Token-level Data Selection for Safe LLM Fine-tuning
Yanping Li 1, Zhening Liu 1, Zijian Li 1, Zehong Lin 2, Jun Zhang 1
Published on arXiv
2603.01185
Transfer Learning Attack
OWASP ML Top 10 — ML07
Prompt Injection
OWASP LLM Top 10 — LLM01
Key Finding
Token-level data selection significantly outperforms sample-level defense methods in both safety and utility across custom fine-tuning datasets with varying harmful data ratios
TOSS (Token-level data Selection for Safe LLM fine-tuning)

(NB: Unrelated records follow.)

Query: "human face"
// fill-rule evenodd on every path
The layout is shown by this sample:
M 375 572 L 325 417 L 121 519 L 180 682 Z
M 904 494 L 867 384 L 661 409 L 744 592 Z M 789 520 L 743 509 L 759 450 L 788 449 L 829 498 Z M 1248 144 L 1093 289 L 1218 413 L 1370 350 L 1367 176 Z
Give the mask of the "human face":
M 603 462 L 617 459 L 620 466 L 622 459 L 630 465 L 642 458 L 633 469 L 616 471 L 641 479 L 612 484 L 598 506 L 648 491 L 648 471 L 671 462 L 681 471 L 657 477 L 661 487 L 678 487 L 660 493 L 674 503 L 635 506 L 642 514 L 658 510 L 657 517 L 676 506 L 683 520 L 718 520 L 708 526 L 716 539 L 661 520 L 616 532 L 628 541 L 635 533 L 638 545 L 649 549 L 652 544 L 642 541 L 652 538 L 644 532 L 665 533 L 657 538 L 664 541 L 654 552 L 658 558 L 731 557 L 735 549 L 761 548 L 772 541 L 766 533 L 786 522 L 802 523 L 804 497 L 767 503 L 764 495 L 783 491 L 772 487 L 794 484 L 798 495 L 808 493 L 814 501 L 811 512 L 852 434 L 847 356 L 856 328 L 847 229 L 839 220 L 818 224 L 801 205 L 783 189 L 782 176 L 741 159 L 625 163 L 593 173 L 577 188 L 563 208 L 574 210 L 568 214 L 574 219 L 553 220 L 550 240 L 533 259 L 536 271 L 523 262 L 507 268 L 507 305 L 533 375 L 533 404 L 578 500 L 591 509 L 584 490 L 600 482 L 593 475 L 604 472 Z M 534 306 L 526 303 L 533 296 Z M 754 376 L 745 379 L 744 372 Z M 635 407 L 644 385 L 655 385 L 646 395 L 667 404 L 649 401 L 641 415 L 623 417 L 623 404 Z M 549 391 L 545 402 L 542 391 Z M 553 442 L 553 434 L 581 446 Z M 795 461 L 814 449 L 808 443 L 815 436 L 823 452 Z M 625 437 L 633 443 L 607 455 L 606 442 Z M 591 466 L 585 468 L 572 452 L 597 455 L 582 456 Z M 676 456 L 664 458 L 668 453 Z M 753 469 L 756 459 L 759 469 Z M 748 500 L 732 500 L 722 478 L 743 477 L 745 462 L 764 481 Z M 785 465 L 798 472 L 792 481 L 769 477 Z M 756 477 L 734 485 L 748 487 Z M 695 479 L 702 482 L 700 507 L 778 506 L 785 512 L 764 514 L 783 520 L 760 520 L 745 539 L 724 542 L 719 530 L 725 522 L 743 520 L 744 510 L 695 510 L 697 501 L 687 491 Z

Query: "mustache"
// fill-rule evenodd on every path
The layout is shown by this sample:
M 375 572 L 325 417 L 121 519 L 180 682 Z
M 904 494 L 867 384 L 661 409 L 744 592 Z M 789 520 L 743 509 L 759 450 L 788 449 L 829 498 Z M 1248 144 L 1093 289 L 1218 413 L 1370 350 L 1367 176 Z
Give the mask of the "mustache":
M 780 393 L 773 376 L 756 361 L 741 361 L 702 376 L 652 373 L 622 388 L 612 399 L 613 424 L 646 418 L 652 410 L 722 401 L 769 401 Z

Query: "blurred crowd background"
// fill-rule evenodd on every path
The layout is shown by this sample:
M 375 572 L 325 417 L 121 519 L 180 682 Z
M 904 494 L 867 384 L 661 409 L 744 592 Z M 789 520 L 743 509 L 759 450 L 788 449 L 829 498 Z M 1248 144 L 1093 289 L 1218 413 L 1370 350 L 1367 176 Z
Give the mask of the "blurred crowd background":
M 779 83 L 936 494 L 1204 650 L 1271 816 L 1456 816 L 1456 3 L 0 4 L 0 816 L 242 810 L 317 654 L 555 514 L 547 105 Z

Novel technique introduced
Fine-tuning large language models (LLMs) on custom datasets has become a standard approach for adapting these models to specific domains and applications. However, recent studies have shown that such fine-tuning can lead to significant degradation in the model's safety. Existing defense methods operate at the sample level and often suffer from an unsatisfactory trade-off between safety and utility. To address this limitation, we perform a systematic token-level diagnosis of safety degradation during fine-tuning. Based on this, we propose token-level data selection for safe LLM fine-tuning (TOSS), a novel framework that quantifies the safety risk of each token by measuring the loss difference between a safety-degraded model and a utility-oriented model. This token-level granularity enables accurate identification and removal of unsafe tokens, thereby preserving valuable task-specific information. In addition, we introduce a progressive refinement strategy, TOSS-Pro, which iteratively enhances the safety-degraded model's ability to identify unsafe tokens. Extensive experiments demonstrate that our approach robustly safeguards LLMs during fine-tuning while achieving superior downstream task performance, significantly outperforming existing sample-level defense methods. Our code is available at https://github.com/Polly-LYP/TOSS.
Key Contributions
- First systematic token-level diagnosis showing that safety-degrading and utility-enhancing signals are intertwined at the token level during fine-tuning, revealing fundamental limitations of sample-level defenses
- TOSS framework that scores each token's safety risk using the loss difference between a safety-degraded reference model and a utility-oriented reference model, enabling precise removal of unsafe tokens
- TOSS-Pro progressive refinement strategy that iteratively improves the safety-degraded model's ability to identify unsafe tokens using increasingly higher-quality supervision
🛡️ Threat Analysis
The paper directly addresses safety degradation that occurs specifically during LLM fine-tuning (transfer learning). TOSS defends against attacks exploiting the fine-tuning process to erode safety alignment, including adversarial harmful data and benign-yet-harmful data — both operating through the transfer/fine-tuning pipeline.